É por isso que a Oxfam quer aproveitar a cúpula do G7, que começa nesta segunda-feira em Évian, na França, para se dirigir aos líderes das sete grandes potências, “e ao G6 independentemente, se necessário”, observa a organização, referindo-se à provável recusa de Trump em implementar imediatamente uma resposta de quatro pontos para proteger as pessoas comuns da crise: taxar os lucros excessivos das corporações e dos super-ricos para reduzir a desigualdade; suspender e cancelar a dívida dos países de baixa e média renda que solicitarem alívio e usar mecanismos legislativos para obrigar os credores privados a fazerem o mesmo; e aumentar a ajuda cumprindo os compromissos de desenvolvimento e retornando à meta de 0,7% da Renda Nacional Bruta.
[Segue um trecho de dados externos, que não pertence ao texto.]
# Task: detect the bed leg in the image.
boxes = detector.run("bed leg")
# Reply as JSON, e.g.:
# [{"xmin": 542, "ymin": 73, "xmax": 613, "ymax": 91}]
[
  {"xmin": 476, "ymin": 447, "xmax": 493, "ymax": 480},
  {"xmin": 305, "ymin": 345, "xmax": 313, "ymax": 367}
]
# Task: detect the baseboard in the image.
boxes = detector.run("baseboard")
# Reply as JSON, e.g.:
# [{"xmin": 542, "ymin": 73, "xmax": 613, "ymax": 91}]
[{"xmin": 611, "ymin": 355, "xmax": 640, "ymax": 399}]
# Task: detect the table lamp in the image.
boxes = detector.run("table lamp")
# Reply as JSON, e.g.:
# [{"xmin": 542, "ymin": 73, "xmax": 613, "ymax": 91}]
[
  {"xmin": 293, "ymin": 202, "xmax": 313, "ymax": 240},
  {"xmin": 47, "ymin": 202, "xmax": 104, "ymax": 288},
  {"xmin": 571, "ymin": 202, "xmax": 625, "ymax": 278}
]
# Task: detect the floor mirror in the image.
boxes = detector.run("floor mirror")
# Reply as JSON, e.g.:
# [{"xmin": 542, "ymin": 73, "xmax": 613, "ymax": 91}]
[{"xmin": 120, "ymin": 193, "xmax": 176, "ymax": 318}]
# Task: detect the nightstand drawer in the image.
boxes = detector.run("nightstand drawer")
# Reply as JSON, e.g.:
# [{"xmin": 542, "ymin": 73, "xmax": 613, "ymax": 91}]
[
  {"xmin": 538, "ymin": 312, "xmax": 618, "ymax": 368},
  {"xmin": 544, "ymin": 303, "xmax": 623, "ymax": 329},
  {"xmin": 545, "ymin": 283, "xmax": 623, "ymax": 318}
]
Por fim, é necessário aumentar a liquidez global apoiando uma nova emissão imediata de Direitos Especiais de Saque (DES) por meio do FMI para injetar a liquidez tão necessária em economias em dificuldades sem aumentar seu endividamento, bem como usar instituições financeiras internacionais para conceder empréstimos emergenciais sem condicionalidades, como foi feito durante a pandemia. “O G6 não pode alegar impotência”, acrescenta Behar. “Eles podem fornecer ajuda aos países mais pobres. Recusar-se a agir simplesmente porque Washington não se junta a eles não é diplomacia: é covardia. E isso só acelerará a perda de relevância global do G6”, conclui a diretora da Oxfam.